The only other driver I can think of here, really, is cost. Obviously doing destructive testing on a warship would cost literally billions of dollars, so that's not feasible. Providing 8-10 cars to crash test is a drop in the bucket, probably <0.5% of the budget, for most major automotive programs. So from that perspective I could see that there isn't really a reason not to do it.
But it could make sense for niche or boutique manufacturers who are only turning out a few vehicles a year. And as I mentioned at the end, it could be a strike against the 25 year law. If I wanted to import a car that was never crash tested in the US, why not allow me to compare virtual crash data against US metrics to see if it cuts the mustard? Well, I know why, I'm just making the point that I think this could be a valid practice.
Snuze: Needs another Swede
> 1.21 JIGGA WATTS!!!
02/19/2015 at 10:56 | 1 |
I got to thinking in replying to another comment, and cost for cars, at least for major auto manufacturers is negligible, so I suppose there's not reason not to crash test. When you're talking hundreds of millions in development, supplying 8-10 cars is a drop in the bucket.
And you're absolutely right about Murphy. A few years before I got the job where I was doing physical testing, the department I was working in lost a test lab. They were doing a loose test on some ammunition to certify it for transport - they just throw a handful of rounds in a wooden crate and let them bounce around. Well one was defective, I think the primer wasn't seated properly, and a few hours into the test, the tip of one round contacted the primer hard enough to set the round off, which started a chain reaction and ended up burning the building down. Fortunately all that stuff gets done remotely, the controlling station is 1/2 mile away, so no one was hurt, but the lab was completely gone.

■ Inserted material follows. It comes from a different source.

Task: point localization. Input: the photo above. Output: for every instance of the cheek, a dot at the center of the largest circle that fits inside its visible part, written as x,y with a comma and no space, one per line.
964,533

But I still think virtual testing could be beneficial for boutique manufacturers who only turn out a few cars a year. Or if they could loosen the regulations (I know they won't but a man can dream, cant he?) for importing non-US made cars by substituting virtual crash test data.
Snuze: Needs another Swede
> doodon2whls
02/19/2015 at 10:58 | 0 |
All good points, and as I'm talking to more people here I'm beginning to see that. Also, automotive development budgets are usually in the hundreds of millions of dollars, so 8-10 vehicles for destructive testing is a drop in the bucket.
But I still think this could be a useful alternative for boutique cars, or as a way to circumvent the 25 year rule by allowing for the acceptance of virtual data.
doodon2whls
> Snuze: Needs another Swede
02/19/2015 at 11:04 | 0 |
Hundreds of Millions for dev't costs ? Not sure they are that high - maybe for a clean sheet program.
The cost of developing, refining, and analyzing the models and simulation data is not cheap either, but it is amortized over a large volume program and eliminates many prototype vehicle tests. The designers can get within 80% of the design virtually and then tweak with bench and vehicle tests.
The cost to build a simulation model that has been Verified and Validated to pass muster with the homologation entity would be prohibitive for a single vehicle import.
Rock Bottom
> Snuze: Needs another Swede
02/19/2015 at 11:41 | 0 |
All great points. Maybe one day we'll get to a fully virtual certification process, but you're spot-on about the cost having to balance out. For now, cars really are cheap to build and test to failure (especially compared to even a very small ship). Maybe it'll be all-virtual in 10 years, of course that's what the CFD guys have been saying to us wind tunnel guys since 1970!